The United States added an average of 234,000 new jobs per month last year.

The Labor Department is expected to report on Friday that employers added another 180,000 jobs, according to a survey of forecasts by data firm FactSet.

The unemployment rate is expected to be 3.9%, marking the 28th consecutive month that it has remained below 4%.

The United States added an average of 234,000 new jobs per month last year. AP

This will be the longest such period since the 35 months from 1951 to 1953 during the Korean War.

Still, high interest rates are taking a toll.

The economy grew at an annualized rate of just 1.3% in the January-March period, the weakest since spring 2022.

Much of the first-quarter slowdown was caused by volatile factors such as a surge in imports and a decline in business inventories.

Consumer spending, which accounts for 70% of U.S. economic activity, continued to grow but at an annualized rate of 2%, down from 3.3% in the final three months of 2023.

It was expected that lower interest rates would help the economy.

The economy grew at an annualized rate of just 1.3% in the January-March period, the weakest since spring 2022. Christopher Sadowski

The Federal Reserve has signaled it plans to cut interest rates three times this year.

However, the start of rate cuts continues to be postponed as inflation remains above the central bank’s 2% target.

According to the CME FedWatch tool, Wall Street investors currently expect the first rate cut to not come until the Fed’s September meeting.
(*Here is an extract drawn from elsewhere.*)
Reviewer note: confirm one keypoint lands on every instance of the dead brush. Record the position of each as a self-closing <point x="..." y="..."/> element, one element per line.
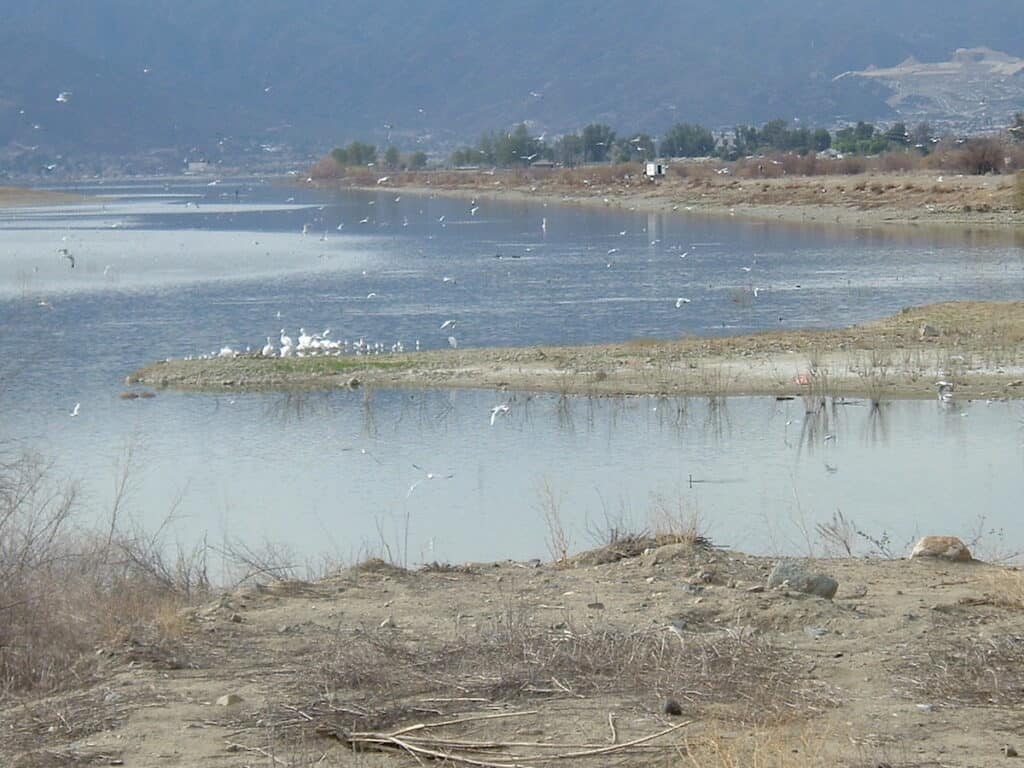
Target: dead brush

Federal Reserve policymakers are likely to welcome a drop in job openings as a relatively painless way to cool a red-hot labor market and ease pressure on companies to raise wages, which could fuel inflation.

“Overall, job openings remain high, signaling strong demand for workers,” said Rubeela Farooqui, chief U.S. economist at High Frequency Economics. “However, job openings continue to move in the right direction toward pre-pandemic levels, signaling a normalization of labor supply and demand.”